The Bishop and the Butterfly: Murder, Politics, and the End of the Jazz Age
    William K. Wolfrum's picture

    Koch Brothers-funded Scientists create camel small enough to fit through eye of a needle

    Aside from camels, scientists also created tiny lions so rich people could play with them.

    SWITZERLAND – A group of scientists – working from a huge grant by the Koch Brothers – have created a camel small enough to fit through the eye of a needle, sources say.

    The camel – nicknamed Joel Osteen – was created in laboratory conditions in order to circumvent Jesus Christ’s famous biblical comment:

    “I tell you the truth, it is hard for a rich man to enter the kingdom of heaven. Again I tell you, it is easier for a camel to go through the eye of a needle than for a rich man to enter the kingdom of God.”

    The Koch Brothers were ecstatic at the news.

    “This is just marvelous,” said David Koch – who has a net worth of $43 billion. “We view the Bible as the word of God. Thus, it’s important for us to find any possible loophole to guarantee we not just get to heaven, but get the best spot in heaven.”

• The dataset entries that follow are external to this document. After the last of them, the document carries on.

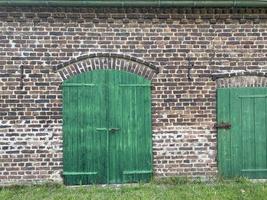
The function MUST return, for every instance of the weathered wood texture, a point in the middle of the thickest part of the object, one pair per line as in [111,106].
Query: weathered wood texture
[107,128]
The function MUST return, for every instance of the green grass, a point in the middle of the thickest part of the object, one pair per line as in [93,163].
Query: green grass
[173,188]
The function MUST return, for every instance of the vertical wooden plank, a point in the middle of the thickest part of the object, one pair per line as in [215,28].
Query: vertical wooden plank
[224,136]
[114,121]
[247,128]
[260,129]
[100,120]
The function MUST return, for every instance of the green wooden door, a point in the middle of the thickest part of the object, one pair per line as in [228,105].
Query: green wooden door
[107,128]
[242,149]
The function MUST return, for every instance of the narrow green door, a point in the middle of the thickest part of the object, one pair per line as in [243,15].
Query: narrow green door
[242,149]
[107,128]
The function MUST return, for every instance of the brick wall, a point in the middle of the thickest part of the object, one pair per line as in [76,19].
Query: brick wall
[48,41]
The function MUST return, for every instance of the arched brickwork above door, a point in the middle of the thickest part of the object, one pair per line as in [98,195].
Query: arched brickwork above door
[106,61]
[241,79]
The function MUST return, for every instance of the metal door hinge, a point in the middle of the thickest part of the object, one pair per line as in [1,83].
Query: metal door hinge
[223,125]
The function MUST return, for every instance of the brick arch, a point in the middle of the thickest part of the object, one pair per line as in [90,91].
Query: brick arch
[106,61]
[241,79]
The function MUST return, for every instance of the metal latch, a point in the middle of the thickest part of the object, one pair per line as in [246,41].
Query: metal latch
[223,125]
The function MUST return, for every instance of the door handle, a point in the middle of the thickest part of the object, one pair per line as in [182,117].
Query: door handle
[113,129]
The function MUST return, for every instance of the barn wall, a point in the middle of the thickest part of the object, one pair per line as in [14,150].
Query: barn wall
[184,140]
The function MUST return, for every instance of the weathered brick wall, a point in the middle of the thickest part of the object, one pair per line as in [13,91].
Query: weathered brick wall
[211,41]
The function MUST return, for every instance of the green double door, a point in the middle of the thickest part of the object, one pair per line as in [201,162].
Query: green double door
[242,148]
[106,128]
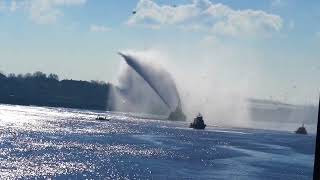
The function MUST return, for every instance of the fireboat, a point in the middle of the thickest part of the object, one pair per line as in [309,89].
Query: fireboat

    The creation of the tiny camel goes hand-in-hand with a recent project by Koch-funded logicians, who came to the conclusion that since Caesar is dead, he deserves nothing, and if God really wants something, he should ask personally. This circumvents Christ’s comment, “Render therefore unto Caesar the things which are Caesar’s; and unto God the things that are God’s.”

    Aside from the tiny camel, scientists – at the Koch Brother’s request – also created a tiny lion for the billionaire brothers to play with and show off at parties.

    “Just for shits and giggles,” said Charles Koch – who also has a net worth of $43 billion. “Look at it. It’s just adorable.”

    Jesus Christ could not be reached for comment.

     –WKW

    Crossposted at William K. Wolfrum Chronicles

    Comments

    I follow @Jesus_M_Christ on twitter, I've forwarded this to him so we can once and for all get his formal opinion on the Kochsuckers messing with his dad's work. I know you want to thank me. But there is no need for that, I am just here to help.


    I'm stuck. It's either you or Wolfie.

    But I must render unto Mac the Dayly Line of the Day Award for this here Dagblog site given to all of her from all of me!

    Kochsuckers?

    hahahahahahahahhahahah


    Oh, I'll thank you, all right.


    You know, back in the 70's, I built an entire man for just $6 million.

    Weirdest coincidence.... we called him Steve Osteen.


    Can they also make stuff bigger? Just wonderin'


    I'm way ahead of you, G-man.

    These rich idiots spent millions -- more likely billions -- miniaturizing a camel when the obvious solution -- simpler, cheaper and faster -- was just to build a ginormous needle, with an eye so big they could drive their limos and truckloads of money into the afterlife with them.

    My even simpler solution is to stay poor. It's working so far.


    Yeah, a ginormous...um...needle. That's why I asked.


    That would be cool, too. It's unlikely to get any of us into heaven, which was the original plan. But yeah, sometimes in life you have to make trade-offs and hard choices.


    Maybe we could erect giant needles in prominent places along the coastline.


    You mean like this? Seattle is way ahead of you bub.


    In all seriousness, a typical solution to that particular "problem", is to assert that The Eye of the Needle was a gate in Jerusalem. It was a short gate, and so the camel had to get down on its knees and have all of its baggage removed. There are variations on this. Here's one web-site that discusses it, along with other tricks to resolve the "dilemma".


    That isn't The Eye of the Needle VA, it's a damn Stargate!


    Interesting. But not as much fun as the attempts to ground biblical miracles in historic events.


    This is what I am talking about you bastards!

    I mean you take Mac's pun and exaggerate it for headline effect.

    hahahahahahahah

    I never have any idea who is in charge.

    Whoever is in charge; frick you! hahahahahahahahah

    Mac hit the jackpot here.

    hahahahahahhahaha

    So at least have the presence to attribute your obscenity to her.